Fed’s Powell: Don’t blame us for GameStop frenzy


Those thinking the latest and most glaring evidence of stock market froth – the more than tenfold increase in GameStop Corp shares in two weeks – might draw Federal Reserve Chair Jerome Powell into a “mea culpa” moment may be disappointed.

Powell, a former private equity industry attorney who knows a thing or two about a stock price, on Wednesday declined outright to comment on the extraordinary rise in the shares of an unprofitable company that seemed proof positive the market had become detached from reality.

In his press conference following the Fed’s latest two-day policy meeting, he pushed back on the suggestion that the Fed’s super-low interest rates and massive bond purchases were creating asset bubbles, such as the one apparently forming in GameStop that has transfixed market mavens and the general public alike.

“I think the connection between low interest rates and asset values is probably something that’s not as tight as people think because a lot of different factors are driving asset prices at any given time,” Powell said.

It was a telling response from arguably the world’s single-most influential financial figure, who came to his central banking post through Wall Street and whose policies in response to the COVID-19 crisis have been praised for their speed and boldness but also criticized for helping fuel a “K-shaped” economic recovery that favors asset owners.

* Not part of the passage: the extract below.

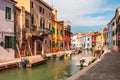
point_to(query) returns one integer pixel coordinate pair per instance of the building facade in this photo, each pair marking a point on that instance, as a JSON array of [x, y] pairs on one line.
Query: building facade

Indeed, Powell said his motivation is fostering an economic environment that will help the millions still out of work in the pandemic to regain employment.

“In a world where, almost a year later we’re still 9 million jobs at least … short of maximum employment, it’s very much appropriate that monetary policy be highly accommodative,” said Powell, whose remarks followed the Fed’s decision to leave its benchmark interest rate near zero and to keep buying $120 billion a month in bonds.

That said, Powell said the Fed is cognizant that financial risks can emerge in periods of extensive accommodation, but it prefers to address those through so-called macroprudential tools largely focused on keeping the banking sector safe and sound.

“We don’t really think we’d be successful in every case in picking the exact right time to intervene in markets,” Powell said.

The Fed also coordinates with other regulators when it comes to monitoring financial stability risks in the nonbank sector, he said.

“We monitor financial conditions very broadly, and while we don’t have jurisdiction over … many areas in the nonbank sector, other agencies do,” he said.

GameStop’s dizzying rise has been assigned by many market watchers to a battle between retail investors who have piled into the shares and hedge funds and others who have placed big bets against the struggling video game retailer. It has also become a rallying cry among some who favor more market regulatory oversight.

On Wednesday, GameStop closed at $347.51 a share. Its price on Jan. 12? $19.95.

The White House and Treasury Department are monitoring the situation with GameStop and other companies that have seen sharp gains in the last week or so, White House Press Secretary Jen Psaki said on Wednesday.

Back at the Fed, though, Powell said changing monetary policy to ward off bubbles would not be his first choice.

“If you raise interest rates and thereby tighten financial conditions and reduce economic activity in order to address asset bubbles and things like that, will that even help? Will it actually cause more damage?” he said.

“I think that’s unresolved … We would rely on macroprudential and other tools to deal with financial stability issues.”